Variation in dune parameters with location and elevation in Titan's Belet Sand Sea highlight potential sediment transport patterns
Brad Bishop, Jani Radebaugh, Corbin Lewis
Brigham Young University, Provo, Utah, USA
Eolian dune fields found within the equatorial region of Saturn's moon Titan between +30° latitude cover approximately 15-17% of the surface. These dominantly linear dunes are similar in form, size, and radar reflectivity to the dunes of the Namib, Saharan, and Arabian deserts. Terrestrial dune patterns and their variation in width and spacing are the surface expressions of the inputs (sediment supply, winds, topography) controlling dune formation and dynamics. Applying these principles to analyses of linear dune patterns on Titan may elucidate surface-atmosphere interactions, to ultimately enable discovery of potential sediment transport patterns.
Within Titan's dune fields, initial studies of dune parameters utilizing a global approach have shown that dunes are generally wider at low latitudes (with an inflection point at 7° S). However, the evolution of dune width and spacing as material is transported in the migration direction (west to east) through a given sand sea system on Titan is not as well understood. Likewise, the relationship between dune width and spacing with regional topography is not well constrained. Using data gathered from the Cassini Synthetic Aperture Radar (SAR), we analyzed the morphometry of dunes across Belet, the largest sand sea on Titan. Using a new method developed in ArcMap 10.3 we produced approximately 8,800 new width and spacing measurements to investigate how the dunes evolve across the system. We also combined these data with a global topographic map to consider the effect of variations in elevation across Belet.
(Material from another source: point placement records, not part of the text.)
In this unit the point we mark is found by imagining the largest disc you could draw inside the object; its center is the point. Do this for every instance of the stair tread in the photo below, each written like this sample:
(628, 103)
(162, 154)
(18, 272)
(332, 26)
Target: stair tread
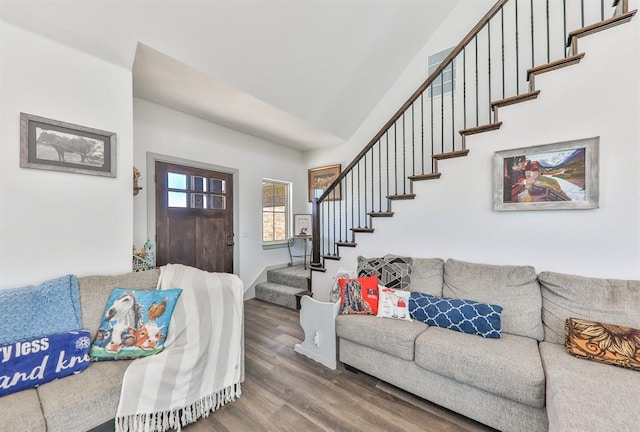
(366, 230)
(557, 64)
(482, 128)
(602, 25)
(515, 99)
(429, 176)
(273, 286)
(347, 244)
(333, 257)
(318, 268)
(449, 155)
(401, 196)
Results suggest that dune widths are smallest in Belet at ~13° N latitude and then gradually increase to be greatest at ~3° S latitude. Dune width and spacing correlate somewhat with longitude, decreasing in size to the east. An opposite trend for dune width might be expected for sand transport from west to east; dune width and spacing typically increase in the migration direction, where dunes originate at the upwind margin of a field. In Belet, a westward dipping regional slope may act to reverse the dune spatial trends. Characterizing these trends in relation to topography and distance from the upwind margin will help to constrain potential sediment transport patterns on Titan's surface.